His refusal he said prompted the creditor – who is the former managing director – to petition to convene next Wednesday’s meeting.
This was a very different reason to that reported in trade media, which focussed on Bailey’s referral of a business valuer to the director ahead of the director executing a business sale agreement (BSA) which saw the business assets and the bulk of the employees transferred to a recently incorporated entity called the McCorkell Group Pty Limited on December 14, 2022.
Trade debtors of more than $1 million were also assigned to the new entity and Bailey was appointed liquidator the following day.

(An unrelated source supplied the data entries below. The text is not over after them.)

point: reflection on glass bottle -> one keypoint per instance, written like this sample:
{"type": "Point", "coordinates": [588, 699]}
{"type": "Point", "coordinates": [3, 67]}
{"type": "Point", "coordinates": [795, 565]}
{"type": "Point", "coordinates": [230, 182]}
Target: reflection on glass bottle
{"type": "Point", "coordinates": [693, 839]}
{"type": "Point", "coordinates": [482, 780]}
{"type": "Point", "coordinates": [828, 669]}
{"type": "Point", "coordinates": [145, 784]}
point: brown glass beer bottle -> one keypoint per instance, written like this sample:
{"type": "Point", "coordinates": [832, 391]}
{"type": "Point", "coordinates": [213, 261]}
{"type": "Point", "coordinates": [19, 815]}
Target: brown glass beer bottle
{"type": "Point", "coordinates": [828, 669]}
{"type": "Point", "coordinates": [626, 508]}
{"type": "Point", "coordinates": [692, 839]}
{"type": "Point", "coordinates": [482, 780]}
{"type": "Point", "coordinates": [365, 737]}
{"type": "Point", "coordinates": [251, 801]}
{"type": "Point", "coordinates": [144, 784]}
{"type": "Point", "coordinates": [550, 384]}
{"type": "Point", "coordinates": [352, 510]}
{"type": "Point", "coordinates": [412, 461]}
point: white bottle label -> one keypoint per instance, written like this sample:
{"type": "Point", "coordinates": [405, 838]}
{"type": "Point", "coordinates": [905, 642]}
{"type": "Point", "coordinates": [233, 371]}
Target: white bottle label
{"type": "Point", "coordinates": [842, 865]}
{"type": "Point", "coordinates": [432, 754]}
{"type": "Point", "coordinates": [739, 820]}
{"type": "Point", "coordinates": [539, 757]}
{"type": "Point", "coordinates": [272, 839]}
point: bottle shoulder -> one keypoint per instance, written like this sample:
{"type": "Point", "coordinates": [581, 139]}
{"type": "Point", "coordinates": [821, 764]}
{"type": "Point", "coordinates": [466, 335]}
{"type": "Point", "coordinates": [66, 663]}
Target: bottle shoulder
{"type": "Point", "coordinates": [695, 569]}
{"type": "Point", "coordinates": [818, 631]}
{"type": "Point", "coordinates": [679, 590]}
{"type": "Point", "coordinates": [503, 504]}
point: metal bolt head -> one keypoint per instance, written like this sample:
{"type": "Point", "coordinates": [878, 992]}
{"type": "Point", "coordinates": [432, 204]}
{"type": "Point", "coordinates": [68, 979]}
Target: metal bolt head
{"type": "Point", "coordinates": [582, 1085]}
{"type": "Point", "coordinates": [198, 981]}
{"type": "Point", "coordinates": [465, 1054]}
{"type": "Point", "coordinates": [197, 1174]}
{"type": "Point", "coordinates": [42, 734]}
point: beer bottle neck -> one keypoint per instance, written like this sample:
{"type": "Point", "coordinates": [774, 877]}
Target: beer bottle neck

McCorkell Group, which is jointly owned by Scott and Georgina McCorkell, was brought into corporate being on November 24, 2022.
The valuer Bailey referred to McCorkell was Groves & Partners director Andrew Whittingham, son of veteran Sydney liquidator Ken Whittingham who these days plies his trade at Kroll.
After accounting for total liabilities of $2.208 million, including the transfer to McCorkell Group of almost $1.65 million in employee entitlements and an assignment of a secured debt of more than $560,000, Whittingham valued the business at a shade under $30,000.
Bailey has already reported that he regards the valuation as reasonable and the BSA as having been conducted on commercial terms.
The BSA contemplated the transfer of 41 employees to the new entity. That left Bailey having to tell 18 staff their employment had been terminated 10 days before Christmas.
Bailey was adamant his referring of a valuer was not the reason certain creditors wanted him replaced. It was he insisted, all about his refusal to allow access to the books and records.
Curiously he’s already had a resolution passed to enable destruction of said books and records before the statutory 5 year period despite the director not producing a RoCAP as at January 31, 2023.
But if next Wednesday proceeds as certain creditors want, the books and records issue will become a problem for aspiring replacement liquidator Michael Hogan of Hogan Sprowles.